Justice Sweeney, the judge presiding over the Chris Cairns perjury trial in London, has warned the jurors to treat the evidence of Lou Vincent with caution, given his tendency to lie.

In his summing-up at Southwark Crown Court, Justice Sweeney pointed out the "potential danger" that Vincent, who was last year banned from cricket after admitting accepting money to under-perform, "might have his own interests to serve".

Vincent secretly taped the Skype conversation in 2011 with Cairns' co-defendant, Andrew Fitch-Holland, that forms the key piece of evidence in the charge of perverting the course of justice that both men deny. He has already admitted to corruption, fraud, money laundering and bribery in England.

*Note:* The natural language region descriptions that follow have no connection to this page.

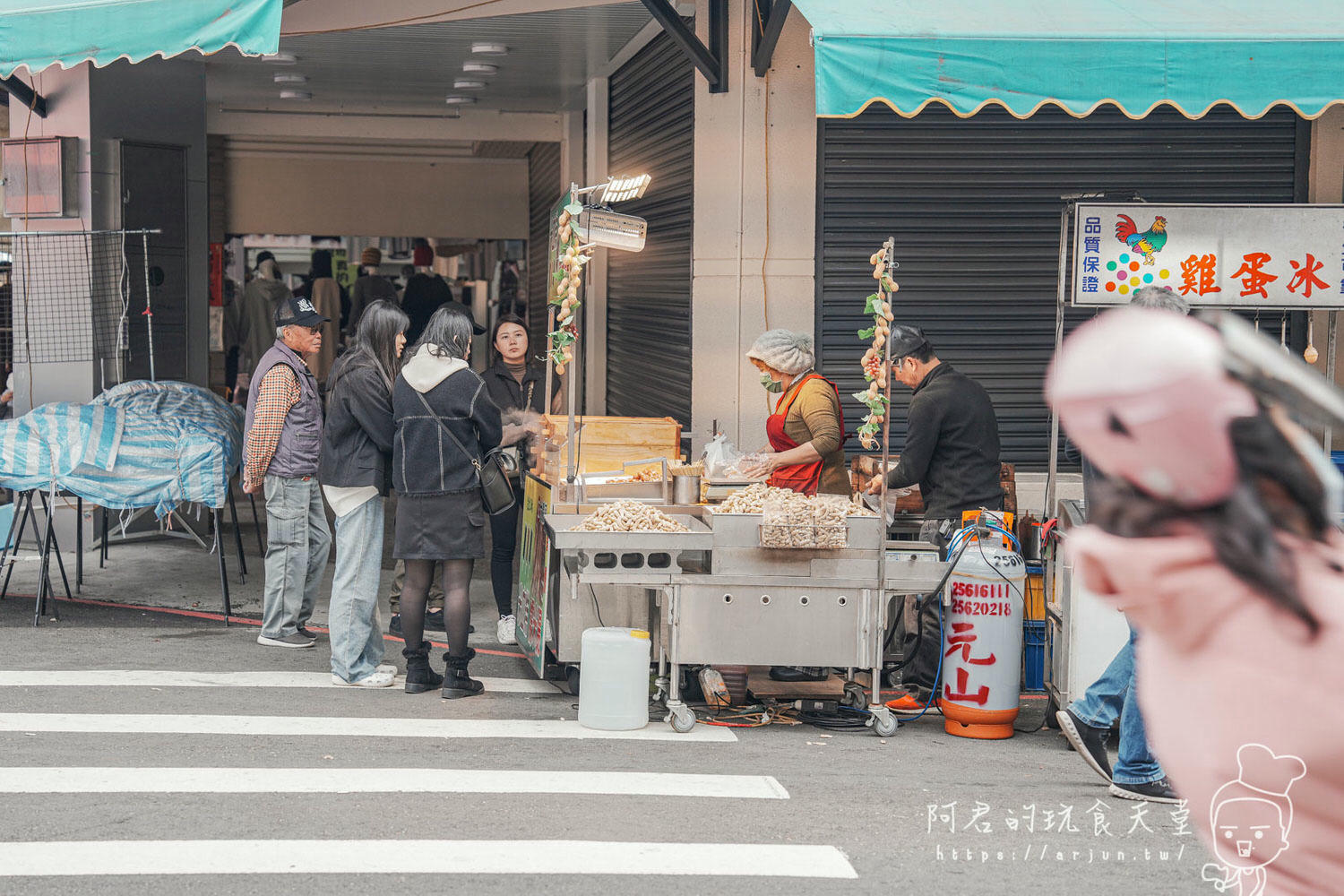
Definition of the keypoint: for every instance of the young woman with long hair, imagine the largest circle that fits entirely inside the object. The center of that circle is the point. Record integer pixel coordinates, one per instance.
(445, 424)
(355, 473)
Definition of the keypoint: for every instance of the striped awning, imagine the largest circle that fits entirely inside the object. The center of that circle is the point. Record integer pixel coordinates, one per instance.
(1026, 54)
(37, 34)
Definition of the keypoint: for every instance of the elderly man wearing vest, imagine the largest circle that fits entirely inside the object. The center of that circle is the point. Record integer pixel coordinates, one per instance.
(281, 449)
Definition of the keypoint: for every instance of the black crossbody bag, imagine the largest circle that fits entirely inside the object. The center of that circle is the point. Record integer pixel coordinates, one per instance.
(492, 473)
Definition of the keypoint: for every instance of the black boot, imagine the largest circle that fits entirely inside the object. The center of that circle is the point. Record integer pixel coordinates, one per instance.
(459, 684)
(419, 676)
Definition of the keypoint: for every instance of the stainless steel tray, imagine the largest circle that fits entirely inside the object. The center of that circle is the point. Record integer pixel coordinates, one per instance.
(559, 528)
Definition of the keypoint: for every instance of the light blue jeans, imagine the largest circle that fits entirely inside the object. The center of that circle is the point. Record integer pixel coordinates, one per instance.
(297, 547)
(355, 629)
(1112, 697)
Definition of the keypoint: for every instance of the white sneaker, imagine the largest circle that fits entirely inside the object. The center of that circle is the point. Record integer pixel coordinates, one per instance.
(373, 680)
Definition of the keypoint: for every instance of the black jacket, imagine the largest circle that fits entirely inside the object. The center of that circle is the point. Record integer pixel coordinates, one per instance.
(425, 460)
(358, 435)
(952, 446)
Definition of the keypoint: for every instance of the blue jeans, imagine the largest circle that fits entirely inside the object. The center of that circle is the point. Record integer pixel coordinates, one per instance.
(1113, 696)
(297, 547)
(355, 629)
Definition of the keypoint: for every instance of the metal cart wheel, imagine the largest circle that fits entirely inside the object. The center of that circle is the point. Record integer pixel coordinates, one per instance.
(884, 724)
(683, 720)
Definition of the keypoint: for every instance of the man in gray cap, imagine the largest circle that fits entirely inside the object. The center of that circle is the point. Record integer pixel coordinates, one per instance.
(282, 441)
(952, 438)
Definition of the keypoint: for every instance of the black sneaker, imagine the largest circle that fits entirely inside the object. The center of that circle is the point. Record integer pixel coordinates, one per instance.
(1156, 791)
(1088, 740)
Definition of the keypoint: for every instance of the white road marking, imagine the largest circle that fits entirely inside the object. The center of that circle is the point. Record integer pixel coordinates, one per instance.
(56, 858)
(344, 727)
(155, 678)
(351, 780)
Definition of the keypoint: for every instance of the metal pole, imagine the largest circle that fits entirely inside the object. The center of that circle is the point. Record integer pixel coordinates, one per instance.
(150, 312)
(1051, 485)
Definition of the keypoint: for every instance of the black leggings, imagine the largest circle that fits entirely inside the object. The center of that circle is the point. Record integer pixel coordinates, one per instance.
(503, 546)
(457, 602)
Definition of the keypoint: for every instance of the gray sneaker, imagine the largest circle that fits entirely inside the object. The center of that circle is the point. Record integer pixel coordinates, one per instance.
(292, 641)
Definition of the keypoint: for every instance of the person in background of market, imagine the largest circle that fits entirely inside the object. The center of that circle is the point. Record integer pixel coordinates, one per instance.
(806, 429)
(425, 292)
(806, 432)
(327, 297)
(1088, 720)
(282, 438)
(1215, 532)
(355, 473)
(263, 297)
(370, 287)
(518, 389)
(440, 516)
(952, 438)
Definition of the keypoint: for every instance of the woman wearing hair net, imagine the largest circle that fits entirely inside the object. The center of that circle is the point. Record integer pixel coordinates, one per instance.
(806, 429)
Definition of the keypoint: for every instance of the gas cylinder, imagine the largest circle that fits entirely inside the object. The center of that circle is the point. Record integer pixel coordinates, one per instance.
(981, 640)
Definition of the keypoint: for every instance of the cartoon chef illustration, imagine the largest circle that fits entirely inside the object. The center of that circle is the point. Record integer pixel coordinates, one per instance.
(1250, 820)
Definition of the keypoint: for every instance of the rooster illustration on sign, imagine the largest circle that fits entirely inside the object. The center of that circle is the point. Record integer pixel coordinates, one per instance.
(1148, 242)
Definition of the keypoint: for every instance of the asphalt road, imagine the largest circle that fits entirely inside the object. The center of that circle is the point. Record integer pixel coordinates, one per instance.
(844, 813)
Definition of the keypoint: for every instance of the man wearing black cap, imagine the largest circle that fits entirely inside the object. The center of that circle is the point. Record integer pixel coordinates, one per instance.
(282, 441)
(952, 440)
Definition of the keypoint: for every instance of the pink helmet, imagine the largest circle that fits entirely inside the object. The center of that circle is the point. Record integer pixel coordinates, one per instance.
(1145, 397)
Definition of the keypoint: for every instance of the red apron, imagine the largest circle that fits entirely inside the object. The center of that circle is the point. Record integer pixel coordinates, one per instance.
(798, 477)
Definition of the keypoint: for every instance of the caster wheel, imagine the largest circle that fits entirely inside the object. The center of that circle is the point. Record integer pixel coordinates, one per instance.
(884, 726)
(683, 721)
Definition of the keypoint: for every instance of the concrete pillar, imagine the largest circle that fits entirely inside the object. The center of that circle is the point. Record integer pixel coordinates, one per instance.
(754, 220)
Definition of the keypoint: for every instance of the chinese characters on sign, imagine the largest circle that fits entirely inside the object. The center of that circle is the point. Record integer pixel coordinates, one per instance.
(1228, 255)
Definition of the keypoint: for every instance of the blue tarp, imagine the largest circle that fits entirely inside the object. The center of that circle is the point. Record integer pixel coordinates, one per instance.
(66, 32)
(1077, 56)
(136, 445)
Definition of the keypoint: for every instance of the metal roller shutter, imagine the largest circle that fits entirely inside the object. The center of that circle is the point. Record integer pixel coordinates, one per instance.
(648, 317)
(975, 209)
(543, 191)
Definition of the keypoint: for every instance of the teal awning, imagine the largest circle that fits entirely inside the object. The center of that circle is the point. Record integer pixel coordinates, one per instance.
(65, 32)
(1023, 54)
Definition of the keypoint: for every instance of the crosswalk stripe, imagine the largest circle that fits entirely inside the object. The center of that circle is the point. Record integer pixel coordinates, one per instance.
(156, 678)
(56, 858)
(351, 780)
(343, 727)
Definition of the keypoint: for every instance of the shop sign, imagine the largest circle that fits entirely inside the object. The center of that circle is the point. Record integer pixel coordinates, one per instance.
(1274, 257)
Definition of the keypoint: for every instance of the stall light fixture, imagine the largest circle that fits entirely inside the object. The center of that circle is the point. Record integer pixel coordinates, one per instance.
(620, 190)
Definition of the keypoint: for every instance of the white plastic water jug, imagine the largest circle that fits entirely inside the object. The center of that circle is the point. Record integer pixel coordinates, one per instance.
(615, 678)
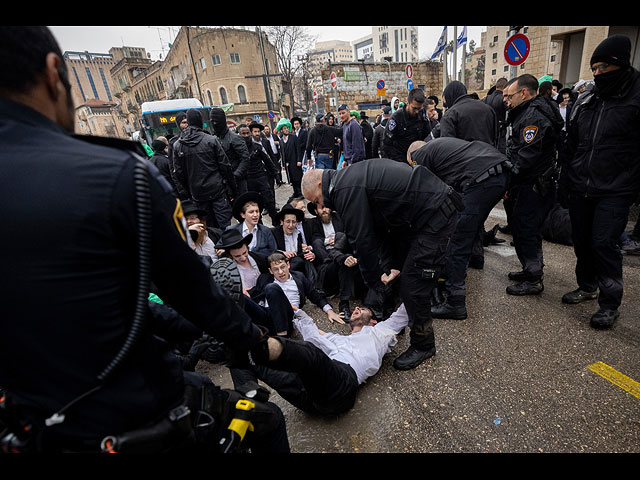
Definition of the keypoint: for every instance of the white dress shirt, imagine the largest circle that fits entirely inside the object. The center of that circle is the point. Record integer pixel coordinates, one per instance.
(363, 350)
(245, 232)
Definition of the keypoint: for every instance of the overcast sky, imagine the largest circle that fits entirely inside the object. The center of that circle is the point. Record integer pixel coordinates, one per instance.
(155, 39)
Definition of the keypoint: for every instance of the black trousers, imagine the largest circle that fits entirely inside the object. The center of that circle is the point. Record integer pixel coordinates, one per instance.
(219, 212)
(597, 223)
(425, 259)
(262, 184)
(530, 209)
(307, 378)
(478, 201)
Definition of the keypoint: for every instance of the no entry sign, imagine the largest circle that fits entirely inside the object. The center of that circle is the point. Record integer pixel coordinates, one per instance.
(517, 49)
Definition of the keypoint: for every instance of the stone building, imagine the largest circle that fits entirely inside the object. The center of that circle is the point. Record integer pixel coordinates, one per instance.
(235, 69)
(137, 79)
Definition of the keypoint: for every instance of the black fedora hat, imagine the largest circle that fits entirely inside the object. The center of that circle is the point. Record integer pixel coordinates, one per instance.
(292, 210)
(189, 206)
(240, 202)
(232, 238)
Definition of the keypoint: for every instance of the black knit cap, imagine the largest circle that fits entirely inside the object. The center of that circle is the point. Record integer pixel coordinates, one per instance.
(179, 117)
(615, 50)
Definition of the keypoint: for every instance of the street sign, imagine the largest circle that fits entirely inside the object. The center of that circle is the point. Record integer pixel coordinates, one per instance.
(409, 84)
(517, 49)
(408, 70)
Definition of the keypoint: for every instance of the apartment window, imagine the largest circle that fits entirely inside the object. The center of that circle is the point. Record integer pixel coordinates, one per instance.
(93, 85)
(242, 94)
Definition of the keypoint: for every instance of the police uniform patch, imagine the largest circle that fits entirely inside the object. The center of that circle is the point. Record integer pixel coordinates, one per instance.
(529, 133)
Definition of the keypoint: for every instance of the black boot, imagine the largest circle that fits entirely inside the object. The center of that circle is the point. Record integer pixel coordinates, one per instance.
(526, 287)
(604, 318)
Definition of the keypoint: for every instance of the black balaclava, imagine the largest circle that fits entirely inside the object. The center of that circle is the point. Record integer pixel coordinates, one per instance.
(615, 50)
(194, 119)
(453, 92)
(218, 120)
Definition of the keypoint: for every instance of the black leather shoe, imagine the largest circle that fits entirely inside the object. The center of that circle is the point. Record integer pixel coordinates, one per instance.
(344, 308)
(516, 276)
(412, 358)
(226, 274)
(477, 262)
(444, 310)
(604, 318)
(526, 288)
(578, 296)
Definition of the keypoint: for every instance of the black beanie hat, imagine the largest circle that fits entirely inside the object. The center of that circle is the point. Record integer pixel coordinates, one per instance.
(194, 119)
(179, 117)
(158, 145)
(615, 50)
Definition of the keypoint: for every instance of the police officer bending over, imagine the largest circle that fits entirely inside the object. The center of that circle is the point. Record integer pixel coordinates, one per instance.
(70, 274)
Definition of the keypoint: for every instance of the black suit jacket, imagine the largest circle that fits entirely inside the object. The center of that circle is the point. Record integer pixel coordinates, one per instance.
(306, 289)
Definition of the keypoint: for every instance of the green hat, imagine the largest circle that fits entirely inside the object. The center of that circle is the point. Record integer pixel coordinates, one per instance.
(283, 122)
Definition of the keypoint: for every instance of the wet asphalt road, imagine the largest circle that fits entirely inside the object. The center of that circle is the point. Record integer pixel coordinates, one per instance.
(513, 377)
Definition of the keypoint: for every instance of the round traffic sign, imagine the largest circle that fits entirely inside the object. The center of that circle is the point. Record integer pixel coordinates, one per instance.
(517, 49)
(409, 84)
(334, 79)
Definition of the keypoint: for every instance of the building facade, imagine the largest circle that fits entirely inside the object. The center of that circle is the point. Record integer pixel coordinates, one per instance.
(391, 43)
(234, 69)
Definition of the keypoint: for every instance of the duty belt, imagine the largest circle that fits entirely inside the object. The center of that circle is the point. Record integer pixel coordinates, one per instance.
(495, 170)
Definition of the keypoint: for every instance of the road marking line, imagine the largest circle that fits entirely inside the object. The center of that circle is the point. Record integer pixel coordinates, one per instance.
(617, 378)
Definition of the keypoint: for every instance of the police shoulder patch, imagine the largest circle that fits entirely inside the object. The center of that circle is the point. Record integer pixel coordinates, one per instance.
(529, 133)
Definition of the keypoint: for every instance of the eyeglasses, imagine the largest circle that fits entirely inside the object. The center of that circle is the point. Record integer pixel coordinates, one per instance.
(600, 68)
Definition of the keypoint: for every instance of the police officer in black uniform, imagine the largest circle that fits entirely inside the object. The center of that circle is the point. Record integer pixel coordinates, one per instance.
(479, 172)
(531, 149)
(406, 125)
(93, 225)
(398, 219)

He has also confessed to match-fixing and, as the judge noted, has previously attempted to lie his way out of trouble.

"In his case, you should be particularly cautious that he might have his own interest to serve," the judge told the jury.

"The prosecution say that nevertheless you can be sure he is telling the truth when he tells us that Mr Cairns recruited him to take part in cheating.

"The defence say that Lou Vincent plainly has an interest of his own to serve, namely making allegations about a big name in the game in the hope of getting away with what he has done, or minimising its consequences, and that he has succeeded in doing so, as while he has received life bans from playing cricket, he had already given up cricket, and he has not been investigated or prosecuted for the undoubted crimes he has committed in this country and elsewhere.

"It is incumbent on me to emphasise to you the potential danger posed by such a witness and point out to you that he might have his own interests to serve by giving evidence.

"What you make of his evidence is entirely a matter for you, whether you are sure that he's telling the truth or not."

The charge of perjury, which Cairns denies after stating during his libel action against Lalit Modi in 2012 that he had "never, ever cheated at cricket", requires the evidence of more than one witness to be accepted as true.

Nine witnesses were called in the course of the trial, but the judge said that the evidence of at least two of the three key witnesses would be required to justify a guilty verdict. In addition to Vincent, the other two are Brendon McCullum, the New Zealand captain, and Eleanor Riley, Vincent's ex-wife.

If the jury was sure that Cairns had cheated, then they would be open to convict on count one, perjury, and go on to consider count two, perverting the course of justice. However, if they acquitted on the first count, then they would be obliged to acquit on the second count as well.

The judge will continue his summing up on Monday at 10am.